何枚もの紅蓮の羽で覆われた両翼が折りたたまれ、シンの姿を隠し、盾となる。

 稲妻の大鎌がライアンを象徴するのなら、自在に姿を変える炎の守りがシンの象徴だろう。

 両者睨み合う。どちらかが動けば、もう片方も迎撃に動く。我慢比べを先に降りたのはライアンだ。

「――っひひ」

 ライアンの姿が掻き消えた。

 次の瞬間、シンの後方の空間に紫電が走る。

「なっ!?」

 紫色の稲妻が消えたと思ったら、大鎌を横に構えたライアンがいた。身体全体を地面すれすれに屈めている。獲物に食らいつく直前の獣のようだ。

「ふっ」

 シンの後方に高速移動したライアンは、鋭く息を吐くと同時に大鎌を振るった。

 当然ながらシンは、その刃を防ごうと動く。

 それこそが、彼の作戦だ。

 ライアンの刃は不可視。そして、複数の刃を生成可能。相手を威圧する大鎌も、奥の手の為の布石でしかない。

「がぁっ!?」

 後方に注意を向けていたシン。その無防備な胸を切り開くように、大鎌による斬撃が走る。

 想定外の方向からの一撃。

『不可視の刃は、変幻自在の凶器です。数も一つとは限らない。キマイラは嘘つき、その持ち主もまた嘘つきなのでしょう』。

「なるほどな……っしゃぁ!」

 全身を強引に回転させ、後方のライアンへ回し蹴りを行うが空を切った。

 そして、シンの目の前に、またもや紫電と共にライアンが出現した。

「その雷が走る場所にしか、アンタは移動できないようだな」 

「ひっひっひ。良くわかったな――だからと言って付いてこれねぇ」

 シンの右側に、紫電が走る。

 姿を消したライアンにとって、この戦闘全てが遊びであり、手の平の上での出来事だ。

(そうだ。なまじ、稲妻に反応できるからこそお前は――反射で動く)

 シンが、紫電後のライアンの出現に備え、右腕全体を業火に変えた。そのまま拳を構えている。

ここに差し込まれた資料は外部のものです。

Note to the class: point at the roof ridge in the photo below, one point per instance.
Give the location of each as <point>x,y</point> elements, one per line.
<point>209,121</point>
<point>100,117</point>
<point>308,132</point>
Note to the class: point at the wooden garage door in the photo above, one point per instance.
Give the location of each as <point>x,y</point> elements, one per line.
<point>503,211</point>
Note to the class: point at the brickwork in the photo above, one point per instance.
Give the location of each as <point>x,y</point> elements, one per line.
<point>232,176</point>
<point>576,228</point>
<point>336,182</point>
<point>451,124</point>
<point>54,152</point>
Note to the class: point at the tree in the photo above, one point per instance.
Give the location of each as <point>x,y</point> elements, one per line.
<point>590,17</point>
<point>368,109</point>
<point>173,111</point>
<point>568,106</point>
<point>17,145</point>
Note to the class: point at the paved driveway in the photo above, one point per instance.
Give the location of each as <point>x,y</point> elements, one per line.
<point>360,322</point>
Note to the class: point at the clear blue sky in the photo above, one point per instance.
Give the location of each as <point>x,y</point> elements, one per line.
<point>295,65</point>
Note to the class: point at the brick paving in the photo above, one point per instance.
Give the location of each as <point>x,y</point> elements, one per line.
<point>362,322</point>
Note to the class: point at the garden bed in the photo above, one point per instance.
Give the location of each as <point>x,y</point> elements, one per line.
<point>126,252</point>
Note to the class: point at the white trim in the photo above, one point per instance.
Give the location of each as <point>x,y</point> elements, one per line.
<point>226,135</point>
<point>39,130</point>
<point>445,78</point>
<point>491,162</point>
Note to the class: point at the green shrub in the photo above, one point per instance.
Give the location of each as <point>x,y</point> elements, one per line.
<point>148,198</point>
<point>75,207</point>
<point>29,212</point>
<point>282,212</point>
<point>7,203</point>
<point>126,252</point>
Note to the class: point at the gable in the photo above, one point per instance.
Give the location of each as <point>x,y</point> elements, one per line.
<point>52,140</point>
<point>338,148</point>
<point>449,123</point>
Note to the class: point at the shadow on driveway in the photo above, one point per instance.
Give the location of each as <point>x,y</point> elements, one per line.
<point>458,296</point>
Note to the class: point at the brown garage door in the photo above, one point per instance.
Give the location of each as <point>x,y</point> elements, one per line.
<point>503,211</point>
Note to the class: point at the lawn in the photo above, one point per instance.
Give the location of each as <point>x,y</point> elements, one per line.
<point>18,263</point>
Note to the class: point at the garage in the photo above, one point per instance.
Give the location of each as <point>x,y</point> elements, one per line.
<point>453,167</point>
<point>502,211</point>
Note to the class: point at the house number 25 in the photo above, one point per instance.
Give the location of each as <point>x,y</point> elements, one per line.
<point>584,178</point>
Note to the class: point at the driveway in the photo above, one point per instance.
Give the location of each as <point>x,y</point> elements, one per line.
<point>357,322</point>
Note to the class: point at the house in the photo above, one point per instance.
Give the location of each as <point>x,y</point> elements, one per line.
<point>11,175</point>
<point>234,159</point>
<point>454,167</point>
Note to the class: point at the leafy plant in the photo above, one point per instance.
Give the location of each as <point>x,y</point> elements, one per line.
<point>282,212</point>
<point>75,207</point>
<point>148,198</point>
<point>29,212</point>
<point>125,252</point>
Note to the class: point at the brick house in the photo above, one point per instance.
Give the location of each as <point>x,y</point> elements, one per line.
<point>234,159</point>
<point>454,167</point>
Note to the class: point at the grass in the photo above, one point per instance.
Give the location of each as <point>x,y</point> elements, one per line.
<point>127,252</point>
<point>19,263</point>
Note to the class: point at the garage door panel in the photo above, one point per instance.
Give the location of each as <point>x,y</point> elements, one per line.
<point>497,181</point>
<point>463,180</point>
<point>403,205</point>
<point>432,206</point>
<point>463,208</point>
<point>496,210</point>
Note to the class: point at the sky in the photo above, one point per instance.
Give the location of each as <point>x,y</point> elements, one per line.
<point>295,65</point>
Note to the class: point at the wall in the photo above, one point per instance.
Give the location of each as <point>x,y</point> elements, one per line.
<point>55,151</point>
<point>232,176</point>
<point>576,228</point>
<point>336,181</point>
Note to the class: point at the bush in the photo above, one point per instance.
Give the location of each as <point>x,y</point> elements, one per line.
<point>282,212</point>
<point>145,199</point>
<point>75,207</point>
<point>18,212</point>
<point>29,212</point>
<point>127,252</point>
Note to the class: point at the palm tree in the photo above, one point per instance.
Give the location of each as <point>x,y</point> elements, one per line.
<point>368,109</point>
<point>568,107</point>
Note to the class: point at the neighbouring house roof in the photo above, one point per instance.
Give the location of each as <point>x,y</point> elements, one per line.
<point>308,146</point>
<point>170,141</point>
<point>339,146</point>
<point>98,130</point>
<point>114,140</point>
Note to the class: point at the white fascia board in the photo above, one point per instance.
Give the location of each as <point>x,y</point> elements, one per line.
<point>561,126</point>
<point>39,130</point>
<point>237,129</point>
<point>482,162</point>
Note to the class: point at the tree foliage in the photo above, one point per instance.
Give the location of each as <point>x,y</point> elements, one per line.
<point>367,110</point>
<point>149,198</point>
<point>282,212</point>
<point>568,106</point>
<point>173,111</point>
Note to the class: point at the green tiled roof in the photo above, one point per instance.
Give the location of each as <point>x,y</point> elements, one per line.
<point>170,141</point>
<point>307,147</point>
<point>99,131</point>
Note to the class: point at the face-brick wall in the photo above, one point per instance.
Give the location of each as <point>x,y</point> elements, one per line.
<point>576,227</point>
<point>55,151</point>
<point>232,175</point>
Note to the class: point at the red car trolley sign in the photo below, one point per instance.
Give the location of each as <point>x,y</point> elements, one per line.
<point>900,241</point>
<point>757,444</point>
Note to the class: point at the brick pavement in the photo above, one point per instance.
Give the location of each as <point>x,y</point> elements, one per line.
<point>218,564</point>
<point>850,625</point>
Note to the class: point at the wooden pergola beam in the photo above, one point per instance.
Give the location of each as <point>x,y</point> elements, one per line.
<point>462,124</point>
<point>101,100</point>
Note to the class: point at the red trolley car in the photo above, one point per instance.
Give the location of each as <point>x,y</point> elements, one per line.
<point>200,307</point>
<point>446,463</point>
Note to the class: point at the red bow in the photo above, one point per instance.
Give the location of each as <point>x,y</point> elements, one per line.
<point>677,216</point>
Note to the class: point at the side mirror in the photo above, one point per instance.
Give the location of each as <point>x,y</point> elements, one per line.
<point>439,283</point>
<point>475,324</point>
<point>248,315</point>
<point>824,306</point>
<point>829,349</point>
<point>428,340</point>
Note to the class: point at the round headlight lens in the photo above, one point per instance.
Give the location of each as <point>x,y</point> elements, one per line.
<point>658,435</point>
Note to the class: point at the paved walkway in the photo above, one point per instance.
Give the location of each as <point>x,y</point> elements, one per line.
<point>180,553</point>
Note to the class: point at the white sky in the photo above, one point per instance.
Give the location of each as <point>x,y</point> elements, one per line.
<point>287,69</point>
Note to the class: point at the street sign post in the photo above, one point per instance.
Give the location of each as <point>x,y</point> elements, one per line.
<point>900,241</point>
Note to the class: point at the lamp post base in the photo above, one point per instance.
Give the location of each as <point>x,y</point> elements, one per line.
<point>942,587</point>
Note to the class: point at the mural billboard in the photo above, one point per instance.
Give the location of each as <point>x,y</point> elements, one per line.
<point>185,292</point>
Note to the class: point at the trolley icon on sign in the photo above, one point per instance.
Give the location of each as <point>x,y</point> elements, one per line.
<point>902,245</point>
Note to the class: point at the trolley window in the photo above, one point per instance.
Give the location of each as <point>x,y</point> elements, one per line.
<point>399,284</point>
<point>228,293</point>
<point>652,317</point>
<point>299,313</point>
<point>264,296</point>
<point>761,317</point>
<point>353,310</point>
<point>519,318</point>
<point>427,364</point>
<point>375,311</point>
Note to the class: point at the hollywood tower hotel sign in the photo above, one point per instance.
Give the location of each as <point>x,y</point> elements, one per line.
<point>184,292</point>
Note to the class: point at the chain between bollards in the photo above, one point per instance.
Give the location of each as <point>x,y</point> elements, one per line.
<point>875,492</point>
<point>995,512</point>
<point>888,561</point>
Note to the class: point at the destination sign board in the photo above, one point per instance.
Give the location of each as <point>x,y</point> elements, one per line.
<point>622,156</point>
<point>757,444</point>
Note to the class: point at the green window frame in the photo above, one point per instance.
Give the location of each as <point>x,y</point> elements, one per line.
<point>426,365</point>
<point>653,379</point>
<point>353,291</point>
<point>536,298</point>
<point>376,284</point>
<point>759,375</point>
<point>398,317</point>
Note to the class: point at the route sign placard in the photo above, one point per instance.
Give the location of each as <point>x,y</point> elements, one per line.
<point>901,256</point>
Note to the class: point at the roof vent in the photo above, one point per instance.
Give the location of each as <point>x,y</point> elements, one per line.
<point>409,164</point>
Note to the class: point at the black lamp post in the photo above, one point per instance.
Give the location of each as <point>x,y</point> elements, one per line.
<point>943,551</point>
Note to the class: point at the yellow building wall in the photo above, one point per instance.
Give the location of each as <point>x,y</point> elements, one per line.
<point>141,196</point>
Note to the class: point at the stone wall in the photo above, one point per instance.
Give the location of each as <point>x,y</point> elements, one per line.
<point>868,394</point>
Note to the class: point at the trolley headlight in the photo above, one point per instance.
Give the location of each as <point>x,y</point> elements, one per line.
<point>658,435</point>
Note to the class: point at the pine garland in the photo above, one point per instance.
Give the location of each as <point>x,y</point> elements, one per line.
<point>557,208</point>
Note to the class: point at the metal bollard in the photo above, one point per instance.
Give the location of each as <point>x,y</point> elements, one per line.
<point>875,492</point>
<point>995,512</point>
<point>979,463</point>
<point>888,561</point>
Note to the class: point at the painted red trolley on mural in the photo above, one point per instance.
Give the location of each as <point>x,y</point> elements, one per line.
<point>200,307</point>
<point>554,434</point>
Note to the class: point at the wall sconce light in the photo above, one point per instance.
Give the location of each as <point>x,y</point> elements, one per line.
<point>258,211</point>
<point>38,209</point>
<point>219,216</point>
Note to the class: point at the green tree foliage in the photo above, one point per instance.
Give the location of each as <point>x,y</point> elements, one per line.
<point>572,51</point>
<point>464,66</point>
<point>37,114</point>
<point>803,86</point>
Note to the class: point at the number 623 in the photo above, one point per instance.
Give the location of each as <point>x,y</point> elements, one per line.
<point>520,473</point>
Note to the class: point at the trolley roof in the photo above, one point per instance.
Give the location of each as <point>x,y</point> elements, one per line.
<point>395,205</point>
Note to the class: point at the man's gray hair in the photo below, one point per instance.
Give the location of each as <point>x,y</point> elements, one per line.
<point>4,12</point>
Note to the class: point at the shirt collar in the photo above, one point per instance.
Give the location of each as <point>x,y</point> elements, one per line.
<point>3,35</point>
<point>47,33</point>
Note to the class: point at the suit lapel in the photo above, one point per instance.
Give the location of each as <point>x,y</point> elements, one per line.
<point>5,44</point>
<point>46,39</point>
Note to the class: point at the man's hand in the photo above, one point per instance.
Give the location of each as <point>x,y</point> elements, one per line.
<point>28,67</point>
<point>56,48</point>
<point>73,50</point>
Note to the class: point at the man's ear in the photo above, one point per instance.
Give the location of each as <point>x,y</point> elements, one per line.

(ほぉ、腕を変えるか。武器はねぇが、あいつ自身がそれに類するか――だとしても)

「馬鹿正直だな」

 シンが警戒していた右側ではなく、反対側にライアンが出現した。

 紫電はブラフ、大鎌の形もブラフ。一撃で勝負が決する勝負だからこそ、ライアンはこうして相手をだまし、隙を作る戦いをしていた。

「死ねやぁぁぁぁ!!」

「――まだ、死ねねぇよ」

「なにっ!?」

 ライアンが振り下ろした大鎌の動きが止まった。押しても引いても、動かなくなる。

 その原因は、シンの背中から出現した炎の塊だ。それは、翼を折りたたんだフェニックスだ。

「読まれてたか。だが――ぐぅっ!?」

 ライアンの背後から肩を貫く炎柱。彼の背後にいた新たなフェニックスが、長い飾り羽を伸ばし貫いたようだ。

「二体目だと……ちぃ!?」

 ライアンは退避を選択、シンを視界から外さぬように大きく距離を取る。

 額に浮かぶ汗、焼かれた右肩。荒い息は、ライアンにとっては屈辱以外の何物でもない。

「はぁ、はぁ……なぜ分かった。お前、みてぇな奴は直感でしか動けねぇ筈だろ……」

「ライアン。アンタは嘘つきなんだってな? フェニックスに聞いたんだ」

「聞いた? そんな暇は与えて……それがお前の力の正体か? お前、フェニックスを身体にそのまま入れたのか」

「まだ借り物だけどな」

 業火となったシンの腕から、炎に包まれたフェニックスが出現した。彼の腕の上で、その存在を魅せつけている。それだけでなく、シンが放つ周囲の火の粉の全てがフェニックスに変化していた。 

「……まだ頼っているが、それでも今のアンタの攻撃は防げると思う。だから――」

「――っへ。博愛主義も考え物だな」

 これ以上の戦闘はお互いにとって不毛だと判断したライアンは、構えを解き大鎌を消し去った。